There are many examples of this. Shifting of the burden of proof is a classic one. Another is the argument from ignorance. The ad hominem is well-known. The 'if you don't care, why did you post?' comments are intellectually dishonest arguments because those arguments are almost always a semantic word trick. (For example, the person complaining is equivocating the word, 'care'. When somebody says they don't care, they mean they are not interested in the subject matter, and they commented to say they are annoyed by your beating of a dead horse and spamming the world with more useless commentary.)
These are all arguments which a good percentage of people intuitively feel is wrong on some level. But there are many other intellectually dishonest ways of debating. A person could change the subject when their current argument is failing. By keeping the other person mired in tangents, one can keep real criticism at bay. It's easy to bury the other person in nonsense that takes a long time to debunked. It can be hard to call somebody out when they do this.
Parroting statistics that are obviously dubious is also intellectually dishonest. The person is putting far more time scrutinizing others than their own statistics. A good example is the '1 in 4 women are raped' statistic.
So really, what I am saying is that being 'intellectually dishonest' means committing fallacies or using cheap debating tactics to prove a point or to deflect criticism so that one never has to deal with them. And this process has to be conscious on some level. Some people use these terrible tactics knowing full well they are doing so; in that case, it would border on dishonesty. But in many other cases, the person is too emotional and frazzled to fully recognize what they are doing. They just know that they are grasping for straws and making unsound arguments.
A recent example of shocking intellectual dishonesty is on Sam Harris' podcast with Omar Aziz. Aziz strongly disagreed with Sam Harris on the link between Islam and terrorism. To bolster his argument, he tried to defame Harris by claiming him to get into the Islam/Terrorism book business as a get quick rich scheme. When challenged by Harris with actual book publishing realities and specifics Aziz did not know, Aziz refused to back down... Repeatedly pointing out that Harris made SOME money on his book, and some is more than none if he had simply released his book for free on his blog.
I believe most people say things they think are true. Almost everybody is intellectually dishonest on some level, and some much more than others. If a person is explicitly aware what they are saying is untrue, he is likely not to say it in the first place. The mind has many ways of tricking itself and others though. Sometimes it's clear somebody is rejecting an idea because of the ramifications if it were true. There's a gut-feeling, a very defensive attitude that makes one want to do anything to make what the other person is saying not true. Of course, a perfectly rational person would let you carry them helplessly along your lines of thinking and logical arguments to arrive at your conclusion.

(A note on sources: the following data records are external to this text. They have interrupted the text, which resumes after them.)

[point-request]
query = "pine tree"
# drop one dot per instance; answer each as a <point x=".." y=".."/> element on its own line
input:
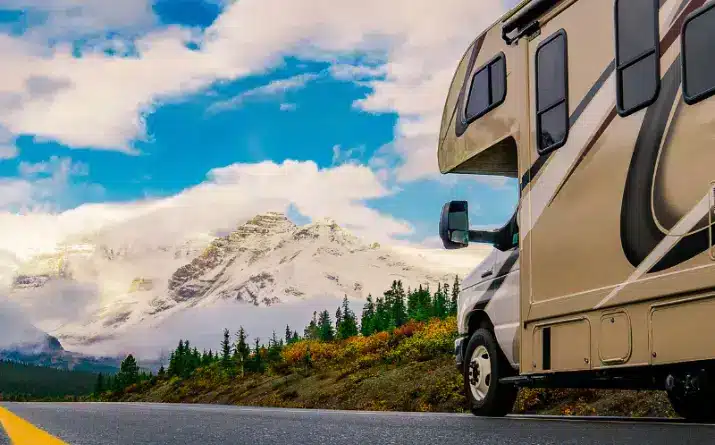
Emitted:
<point x="289" y="335"/>
<point x="311" y="332"/>
<point x="99" y="386"/>
<point x="348" y="325"/>
<point x="367" y="320"/>
<point x="226" y="350"/>
<point x="242" y="350"/>
<point x="275" y="346"/>
<point x="399" y="311"/>
<point x="338" y="319"/>
<point x="439" y="303"/>
<point x="325" y="327"/>
<point x="388" y="322"/>
<point x="128" y="372"/>
<point x="257" y="362"/>
<point x="413" y="304"/>
<point x="381" y="316"/>
<point x="455" y="295"/>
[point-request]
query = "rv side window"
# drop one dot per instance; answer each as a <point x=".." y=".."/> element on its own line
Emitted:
<point x="488" y="88"/>
<point x="637" y="55"/>
<point x="698" y="47"/>
<point x="552" y="111"/>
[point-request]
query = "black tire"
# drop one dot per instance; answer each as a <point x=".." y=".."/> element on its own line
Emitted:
<point x="500" y="398"/>
<point x="699" y="407"/>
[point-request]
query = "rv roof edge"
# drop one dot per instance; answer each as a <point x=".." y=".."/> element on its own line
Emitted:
<point x="518" y="7"/>
<point x="528" y="13"/>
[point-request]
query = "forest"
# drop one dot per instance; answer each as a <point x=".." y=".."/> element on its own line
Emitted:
<point x="395" y="309"/>
<point x="20" y="382"/>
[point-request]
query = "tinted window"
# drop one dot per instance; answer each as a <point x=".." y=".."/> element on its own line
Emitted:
<point x="479" y="94"/>
<point x="638" y="83"/>
<point x="552" y="87"/>
<point x="498" y="79"/>
<point x="552" y="120"/>
<point x="637" y="56"/>
<point x="488" y="88"/>
<point x="698" y="42"/>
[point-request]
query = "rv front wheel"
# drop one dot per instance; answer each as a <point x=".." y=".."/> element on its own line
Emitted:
<point x="483" y="367"/>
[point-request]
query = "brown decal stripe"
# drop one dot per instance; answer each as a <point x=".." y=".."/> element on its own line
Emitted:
<point x="591" y="143"/>
<point x="684" y="9"/>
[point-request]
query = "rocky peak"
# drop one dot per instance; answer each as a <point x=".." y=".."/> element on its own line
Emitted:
<point x="263" y="224"/>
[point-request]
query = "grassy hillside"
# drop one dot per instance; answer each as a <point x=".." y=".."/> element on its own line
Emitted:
<point x="24" y="382"/>
<point x="409" y="368"/>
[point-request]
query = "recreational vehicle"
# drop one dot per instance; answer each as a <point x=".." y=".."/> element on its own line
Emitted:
<point x="603" y="110"/>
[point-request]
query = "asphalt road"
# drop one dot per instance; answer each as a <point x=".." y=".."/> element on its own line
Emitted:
<point x="139" y="424"/>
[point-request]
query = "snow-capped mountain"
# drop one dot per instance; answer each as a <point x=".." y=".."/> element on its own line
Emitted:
<point x="266" y="261"/>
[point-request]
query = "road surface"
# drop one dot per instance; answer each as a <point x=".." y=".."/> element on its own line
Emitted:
<point x="140" y="424"/>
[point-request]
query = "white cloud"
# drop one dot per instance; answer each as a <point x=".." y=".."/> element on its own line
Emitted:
<point x="8" y="150"/>
<point x="356" y="73"/>
<point x="346" y="155"/>
<point x="66" y="19"/>
<point x="46" y="186"/>
<point x="276" y="88"/>
<point x="229" y="196"/>
<point x="420" y="40"/>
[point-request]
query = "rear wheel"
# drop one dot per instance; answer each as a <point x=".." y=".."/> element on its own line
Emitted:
<point x="485" y="364"/>
<point x="697" y="405"/>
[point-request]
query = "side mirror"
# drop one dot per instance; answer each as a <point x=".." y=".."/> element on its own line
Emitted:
<point x="454" y="225"/>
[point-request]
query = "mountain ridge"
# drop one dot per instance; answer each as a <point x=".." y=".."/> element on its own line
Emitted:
<point x="265" y="261"/>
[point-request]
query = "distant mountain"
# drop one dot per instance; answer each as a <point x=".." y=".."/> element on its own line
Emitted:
<point x="265" y="261"/>
<point x="49" y="353"/>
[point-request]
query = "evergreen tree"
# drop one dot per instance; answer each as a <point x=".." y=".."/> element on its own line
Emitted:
<point x="325" y="327"/>
<point x="388" y="322"/>
<point x="289" y="335"/>
<point x="312" y="332"/>
<point x="242" y="350"/>
<point x="439" y="303"/>
<point x="399" y="311"/>
<point x="275" y="347"/>
<point x="348" y="326"/>
<point x="195" y="360"/>
<point x="367" y="320"/>
<point x="413" y="305"/>
<point x="338" y="319"/>
<point x="455" y="295"/>
<point x="447" y="299"/>
<point x="382" y="316"/>
<point x="257" y="364"/>
<point x="99" y="386"/>
<point x="128" y="372"/>
<point x="226" y="350"/>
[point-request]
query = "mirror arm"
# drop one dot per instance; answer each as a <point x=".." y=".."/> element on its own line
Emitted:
<point x="483" y="236"/>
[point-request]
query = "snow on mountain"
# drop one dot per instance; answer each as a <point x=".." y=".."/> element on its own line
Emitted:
<point x="112" y="284"/>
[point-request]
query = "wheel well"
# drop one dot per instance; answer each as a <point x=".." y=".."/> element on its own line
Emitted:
<point x="478" y="319"/>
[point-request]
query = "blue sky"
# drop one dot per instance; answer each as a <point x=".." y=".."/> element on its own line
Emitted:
<point x="97" y="123"/>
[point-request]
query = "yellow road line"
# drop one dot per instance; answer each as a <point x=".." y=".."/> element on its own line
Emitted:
<point x="22" y="432"/>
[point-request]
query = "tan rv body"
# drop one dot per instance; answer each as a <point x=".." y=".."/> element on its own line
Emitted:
<point x="608" y="301"/>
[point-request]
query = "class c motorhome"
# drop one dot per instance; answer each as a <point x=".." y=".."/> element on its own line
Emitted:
<point x="605" y="275"/>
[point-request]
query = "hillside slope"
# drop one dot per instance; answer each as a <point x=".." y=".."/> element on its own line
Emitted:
<point x="410" y="369"/>
<point x="266" y="261"/>
<point x="20" y="381"/>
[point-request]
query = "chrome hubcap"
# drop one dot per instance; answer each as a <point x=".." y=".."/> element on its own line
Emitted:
<point x="480" y="373"/>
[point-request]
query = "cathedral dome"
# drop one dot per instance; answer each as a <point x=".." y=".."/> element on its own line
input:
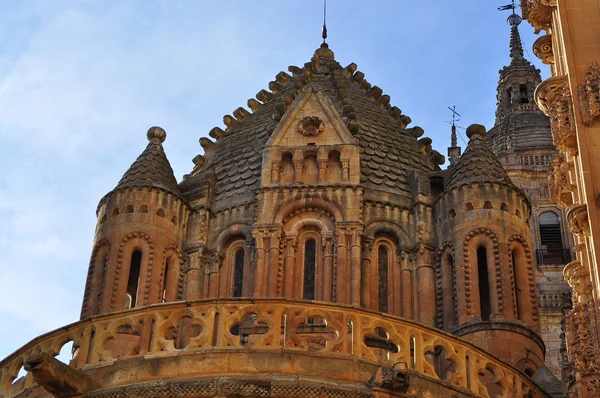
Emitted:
<point x="389" y="151"/>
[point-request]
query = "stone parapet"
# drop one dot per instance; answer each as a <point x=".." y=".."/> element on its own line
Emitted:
<point x="338" y="343"/>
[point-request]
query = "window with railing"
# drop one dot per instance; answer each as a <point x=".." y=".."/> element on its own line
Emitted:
<point x="552" y="251"/>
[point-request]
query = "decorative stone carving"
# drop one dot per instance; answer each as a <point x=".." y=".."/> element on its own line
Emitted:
<point x="589" y="95"/>
<point x="542" y="49"/>
<point x="554" y="99"/>
<point x="580" y="329"/>
<point x="559" y="182"/>
<point x="393" y="378"/>
<point x="538" y="13"/>
<point x="578" y="220"/>
<point x="310" y="126"/>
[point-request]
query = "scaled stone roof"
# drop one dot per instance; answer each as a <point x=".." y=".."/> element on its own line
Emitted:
<point x="152" y="168"/>
<point x="478" y="163"/>
<point x="389" y="151"/>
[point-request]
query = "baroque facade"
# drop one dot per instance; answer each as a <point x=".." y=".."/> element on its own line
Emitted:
<point x="316" y="249"/>
<point x="571" y="98"/>
<point x="522" y="141"/>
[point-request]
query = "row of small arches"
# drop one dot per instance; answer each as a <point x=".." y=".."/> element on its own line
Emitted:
<point x="143" y="209"/>
<point x="486" y="205"/>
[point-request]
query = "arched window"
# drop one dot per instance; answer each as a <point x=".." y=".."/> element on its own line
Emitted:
<point x="310" y="254"/>
<point x="234" y="269"/>
<point x="310" y="171"/>
<point x="334" y="171"/>
<point x="287" y="168"/>
<point x="517" y="284"/>
<point x="133" y="280"/>
<point x="238" y="272"/>
<point x="448" y="300"/>
<point x="484" y="284"/>
<point x="166" y="279"/>
<point x="383" y="255"/>
<point x="523" y="310"/>
<point x="552" y="250"/>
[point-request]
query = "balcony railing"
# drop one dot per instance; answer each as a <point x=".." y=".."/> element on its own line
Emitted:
<point x="553" y="256"/>
<point x="277" y="326"/>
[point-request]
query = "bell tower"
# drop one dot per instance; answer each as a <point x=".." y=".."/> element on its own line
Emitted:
<point x="522" y="141"/>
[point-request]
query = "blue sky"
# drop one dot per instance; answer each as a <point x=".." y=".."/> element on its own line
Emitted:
<point x="81" y="82"/>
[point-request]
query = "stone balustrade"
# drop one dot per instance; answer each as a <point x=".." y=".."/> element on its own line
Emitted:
<point x="278" y="326"/>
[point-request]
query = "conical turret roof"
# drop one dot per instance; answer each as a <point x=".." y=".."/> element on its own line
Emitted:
<point x="478" y="163"/>
<point x="151" y="168"/>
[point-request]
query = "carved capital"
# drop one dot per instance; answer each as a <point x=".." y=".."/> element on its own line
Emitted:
<point x="542" y="49"/>
<point x="589" y="95"/>
<point x="538" y="13"/>
<point x="291" y="243"/>
<point x="559" y="182"/>
<point x="393" y="379"/>
<point x="367" y="245"/>
<point x="554" y="99"/>
<point x="578" y="220"/>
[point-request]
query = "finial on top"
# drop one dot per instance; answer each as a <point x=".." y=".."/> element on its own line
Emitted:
<point x="324" y="32"/>
<point x="475" y="129"/>
<point x="514" y="20"/>
<point x="156" y="133"/>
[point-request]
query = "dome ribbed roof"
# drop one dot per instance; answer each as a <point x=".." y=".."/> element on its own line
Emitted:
<point x="389" y="151"/>
<point x="152" y="168"/>
<point x="478" y="163"/>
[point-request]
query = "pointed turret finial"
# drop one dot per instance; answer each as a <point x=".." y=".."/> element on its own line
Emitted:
<point x="514" y="20"/>
<point x="454" y="150"/>
<point x="516" y="46"/>
<point x="156" y="134"/>
<point x="324" y="33"/>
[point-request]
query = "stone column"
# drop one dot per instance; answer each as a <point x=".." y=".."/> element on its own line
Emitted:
<point x="345" y="170"/>
<point x="298" y="165"/>
<point x="322" y="170"/>
<point x="406" y="285"/>
<point x="193" y="273"/>
<point x="327" y="269"/>
<point x="355" y="270"/>
<point x="275" y="171"/>
<point x="273" y="267"/>
<point x="365" y="266"/>
<point x="291" y="245"/>
<point x="216" y="260"/>
<point x="341" y="266"/>
<point x="260" y="280"/>
<point x="426" y="287"/>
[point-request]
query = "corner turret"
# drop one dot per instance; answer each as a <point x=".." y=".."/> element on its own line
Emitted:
<point x="486" y="285"/>
<point x="136" y="258"/>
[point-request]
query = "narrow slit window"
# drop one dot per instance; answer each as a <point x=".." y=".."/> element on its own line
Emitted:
<point x="383" y="256"/>
<point x="166" y="279"/>
<point x="238" y="272"/>
<point x="484" y="284"/>
<point x="309" y="269"/>
<point x="517" y="285"/>
<point x="134" y="279"/>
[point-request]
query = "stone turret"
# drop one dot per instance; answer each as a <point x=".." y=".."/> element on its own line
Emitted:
<point x="486" y="285"/>
<point x="136" y="257"/>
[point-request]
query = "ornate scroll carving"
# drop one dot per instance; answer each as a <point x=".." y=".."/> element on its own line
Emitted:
<point x="554" y="99"/>
<point x="542" y="49"/>
<point x="578" y="220"/>
<point x="589" y="95"/>
<point x="559" y="182"/>
<point x="310" y="126"/>
<point x="581" y="333"/>
<point x="538" y="13"/>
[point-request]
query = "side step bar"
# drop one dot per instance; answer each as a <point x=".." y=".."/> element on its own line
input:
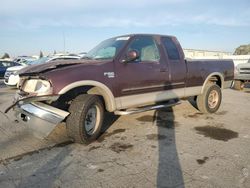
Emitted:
<point x="146" y="108"/>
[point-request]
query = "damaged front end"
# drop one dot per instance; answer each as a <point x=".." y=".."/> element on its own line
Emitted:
<point x="33" y="106"/>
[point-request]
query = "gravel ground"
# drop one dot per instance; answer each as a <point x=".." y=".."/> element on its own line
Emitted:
<point x="173" y="147"/>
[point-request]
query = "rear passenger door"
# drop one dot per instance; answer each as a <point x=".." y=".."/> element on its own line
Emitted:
<point x="177" y="65"/>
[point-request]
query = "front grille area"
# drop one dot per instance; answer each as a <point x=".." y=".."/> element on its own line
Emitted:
<point x="247" y="69"/>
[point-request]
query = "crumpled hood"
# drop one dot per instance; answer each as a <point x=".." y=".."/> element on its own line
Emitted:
<point x="16" y="68"/>
<point x="44" y="67"/>
<point x="243" y="65"/>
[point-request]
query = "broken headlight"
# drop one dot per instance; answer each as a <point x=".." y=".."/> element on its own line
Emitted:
<point x="37" y="86"/>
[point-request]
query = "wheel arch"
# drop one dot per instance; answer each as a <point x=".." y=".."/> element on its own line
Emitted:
<point x="215" y="77"/>
<point x="94" y="88"/>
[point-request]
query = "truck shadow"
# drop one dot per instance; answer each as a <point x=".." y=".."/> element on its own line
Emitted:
<point x="169" y="169"/>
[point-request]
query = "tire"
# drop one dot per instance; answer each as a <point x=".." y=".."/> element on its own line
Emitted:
<point x="238" y="85"/>
<point x="209" y="101"/>
<point x="86" y="118"/>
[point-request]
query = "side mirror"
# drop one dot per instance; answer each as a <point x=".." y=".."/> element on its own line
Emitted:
<point x="131" y="56"/>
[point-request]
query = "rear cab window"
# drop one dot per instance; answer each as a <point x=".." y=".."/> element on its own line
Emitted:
<point x="171" y="48"/>
<point x="146" y="47"/>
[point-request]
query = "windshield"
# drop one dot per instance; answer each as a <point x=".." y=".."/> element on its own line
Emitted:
<point x="107" y="49"/>
<point x="41" y="60"/>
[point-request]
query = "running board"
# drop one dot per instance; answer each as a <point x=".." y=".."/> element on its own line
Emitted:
<point x="146" y="108"/>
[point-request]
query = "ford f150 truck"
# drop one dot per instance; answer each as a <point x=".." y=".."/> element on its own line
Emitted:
<point x="242" y="75"/>
<point x="125" y="75"/>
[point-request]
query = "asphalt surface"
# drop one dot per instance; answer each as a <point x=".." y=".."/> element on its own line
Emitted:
<point x="174" y="147"/>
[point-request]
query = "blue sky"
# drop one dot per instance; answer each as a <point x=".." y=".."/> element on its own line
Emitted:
<point x="28" y="26"/>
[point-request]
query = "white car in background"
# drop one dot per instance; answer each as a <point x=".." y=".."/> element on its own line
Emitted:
<point x="11" y="77"/>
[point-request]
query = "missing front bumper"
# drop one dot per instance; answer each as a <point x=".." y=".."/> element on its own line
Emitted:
<point x="40" y="117"/>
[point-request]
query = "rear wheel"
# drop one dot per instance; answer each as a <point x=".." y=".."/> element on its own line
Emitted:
<point x="238" y="85"/>
<point x="86" y="117"/>
<point x="209" y="101"/>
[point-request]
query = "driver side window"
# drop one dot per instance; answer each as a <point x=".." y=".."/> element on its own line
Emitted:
<point x="146" y="48"/>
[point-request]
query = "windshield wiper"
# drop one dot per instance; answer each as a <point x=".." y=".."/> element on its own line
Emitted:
<point x="86" y="57"/>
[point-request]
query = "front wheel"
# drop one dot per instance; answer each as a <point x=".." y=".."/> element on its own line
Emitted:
<point x="238" y="85"/>
<point x="209" y="101"/>
<point x="86" y="117"/>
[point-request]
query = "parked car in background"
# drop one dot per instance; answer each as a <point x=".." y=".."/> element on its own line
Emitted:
<point x="11" y="77"/>
<point x="241" y="75"/>
<point x="5" y="64"/>
<point x="25" y="59"/>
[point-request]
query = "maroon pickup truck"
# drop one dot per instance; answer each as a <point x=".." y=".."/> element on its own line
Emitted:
<point x="126" y="74"/>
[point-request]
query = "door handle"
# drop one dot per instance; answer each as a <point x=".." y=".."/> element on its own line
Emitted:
<point x="163" y="70"/>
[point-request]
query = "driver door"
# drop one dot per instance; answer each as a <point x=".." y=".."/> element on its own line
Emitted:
<point x="141" y="79"/>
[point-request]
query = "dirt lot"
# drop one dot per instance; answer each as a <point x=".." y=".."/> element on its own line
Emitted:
<point x="174" y="147"/>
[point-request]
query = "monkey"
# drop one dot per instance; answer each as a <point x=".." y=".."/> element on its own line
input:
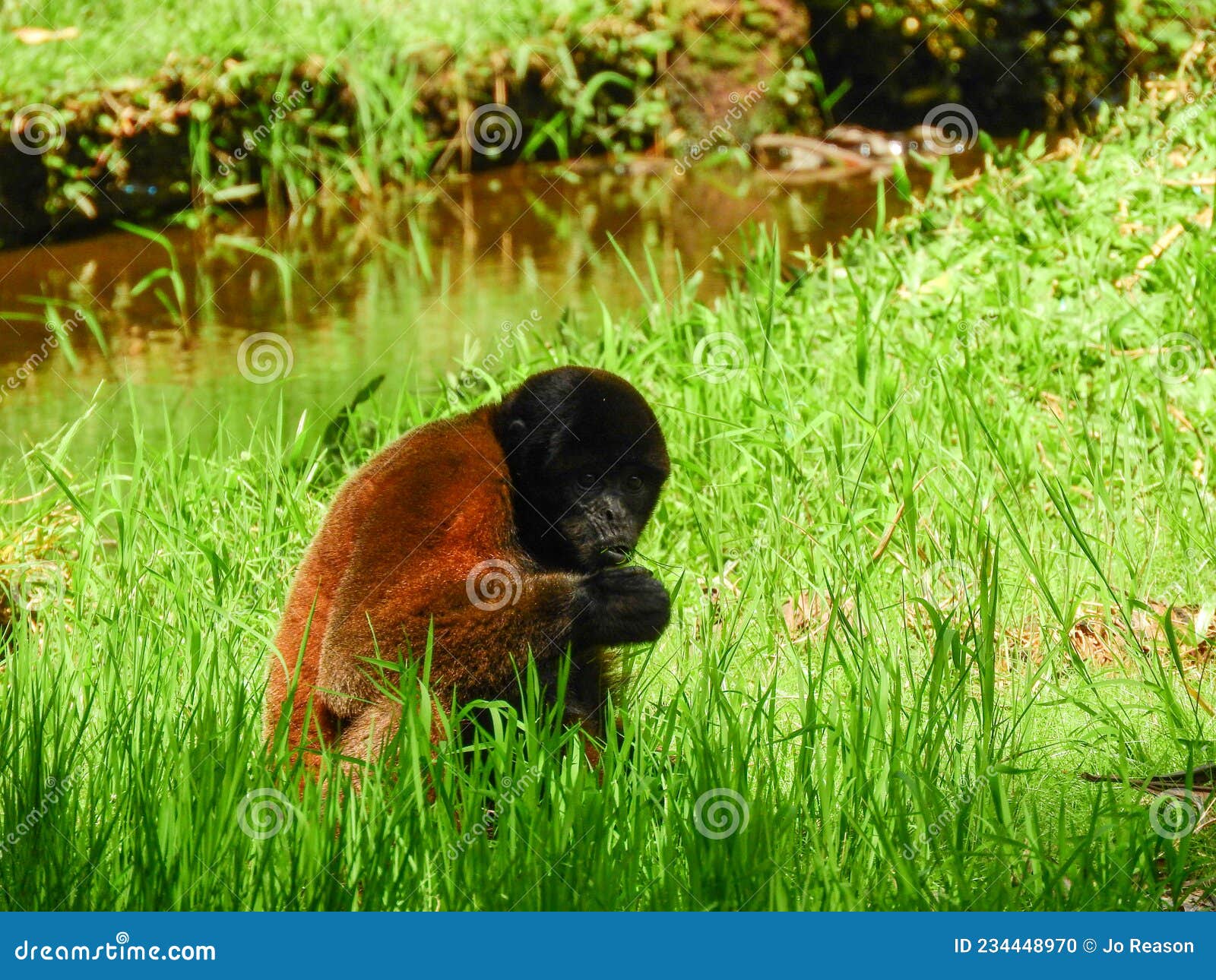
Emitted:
<point x="496" y="536"/>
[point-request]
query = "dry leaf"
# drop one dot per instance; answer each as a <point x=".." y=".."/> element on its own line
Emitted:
<point x="42" y="36"/>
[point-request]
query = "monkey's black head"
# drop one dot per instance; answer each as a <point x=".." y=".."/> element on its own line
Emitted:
<point x="587" y="460"/>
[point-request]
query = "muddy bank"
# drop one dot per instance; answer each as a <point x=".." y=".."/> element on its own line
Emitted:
<point x="674" y="78"/>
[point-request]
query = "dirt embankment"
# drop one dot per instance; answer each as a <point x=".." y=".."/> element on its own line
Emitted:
<point x="678" y="78"/>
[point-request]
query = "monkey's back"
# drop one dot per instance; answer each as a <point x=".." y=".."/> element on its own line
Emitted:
<point x="435" y="499"/>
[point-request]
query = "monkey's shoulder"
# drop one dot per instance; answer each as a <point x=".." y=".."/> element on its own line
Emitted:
<point x="443" y="479"/>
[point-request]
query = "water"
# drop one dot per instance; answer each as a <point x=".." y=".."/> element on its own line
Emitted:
<point x="407" y="289"/>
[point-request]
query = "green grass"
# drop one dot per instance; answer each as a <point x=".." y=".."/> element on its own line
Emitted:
<point x="369" y="34"/>
<point x="968" y="384"/>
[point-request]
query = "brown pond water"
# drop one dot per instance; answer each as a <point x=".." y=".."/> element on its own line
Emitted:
<point x="407" y="289"/>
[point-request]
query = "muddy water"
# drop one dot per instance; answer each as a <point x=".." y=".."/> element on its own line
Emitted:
<point x="405" y="289"/>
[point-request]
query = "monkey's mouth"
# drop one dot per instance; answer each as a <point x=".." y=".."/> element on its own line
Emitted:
<point x="614" y="555"/>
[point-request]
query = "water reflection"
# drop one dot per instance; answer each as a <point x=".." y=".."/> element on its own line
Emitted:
<point x="407" y="285"/>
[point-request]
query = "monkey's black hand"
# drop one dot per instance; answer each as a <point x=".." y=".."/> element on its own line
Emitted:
<point x="620" y="605"/>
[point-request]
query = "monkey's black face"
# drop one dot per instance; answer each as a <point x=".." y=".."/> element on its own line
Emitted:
<point x="587" y="461"/>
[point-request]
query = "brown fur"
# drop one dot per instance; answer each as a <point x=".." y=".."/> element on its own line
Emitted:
<point x="394" y="555"/>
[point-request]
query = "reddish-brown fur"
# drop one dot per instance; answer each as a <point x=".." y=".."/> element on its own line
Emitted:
<point x="392" y="557"/>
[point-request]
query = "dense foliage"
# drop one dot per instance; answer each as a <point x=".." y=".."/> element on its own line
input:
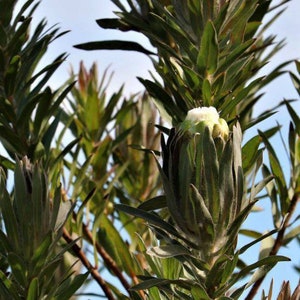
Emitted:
<point x="143" y="195"/>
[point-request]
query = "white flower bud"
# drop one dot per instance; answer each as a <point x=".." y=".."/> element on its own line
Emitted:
<point x="200" y="117"/>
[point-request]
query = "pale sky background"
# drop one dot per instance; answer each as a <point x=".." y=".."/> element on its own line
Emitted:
<point x="80" y="16"/>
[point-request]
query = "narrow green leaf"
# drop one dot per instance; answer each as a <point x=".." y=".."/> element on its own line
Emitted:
<point x="18" y="268"/>
<point x="68" y="288"/>
<point x="33" y="290"/>
<point x="158" y="202"/>
<point x="114" y="45"/>
<point x="207" y="60"/>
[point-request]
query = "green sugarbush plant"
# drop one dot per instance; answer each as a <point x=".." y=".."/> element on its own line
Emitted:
<point x="147" y="195"/>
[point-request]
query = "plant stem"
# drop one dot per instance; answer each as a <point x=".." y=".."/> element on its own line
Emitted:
<point x="80" y="254"/>
<point x="278" y="243"/>
<point x="109" y="260"/>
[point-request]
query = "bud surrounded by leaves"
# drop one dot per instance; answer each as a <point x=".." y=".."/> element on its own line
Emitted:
<point x="203" y="181"/>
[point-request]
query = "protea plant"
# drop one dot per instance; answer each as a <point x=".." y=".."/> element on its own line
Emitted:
<point x="203" y="181"/>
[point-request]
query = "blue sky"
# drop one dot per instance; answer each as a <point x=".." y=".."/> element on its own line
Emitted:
<point x="80" y="16"/>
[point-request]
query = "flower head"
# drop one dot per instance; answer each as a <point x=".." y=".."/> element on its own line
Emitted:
<point x="199" y="118"/>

Do I feel that religious people are lying about their experiences? No. I don't think their experiences have correlations with reality though.
I have never seen Sam Harris as frustrated as he was during that podcast. Maybe Sam needs to do more of that mindfulness meditation he likes. And as for myself, I am not a very patient person. I'll go another way: I'll drop topics I don't want to discuss with some people. I do not see eye to eye with some people when it comes to intelligence, but we can still try to have fun talking about random, inconsequential things.
Discourse can be good and it can be bad.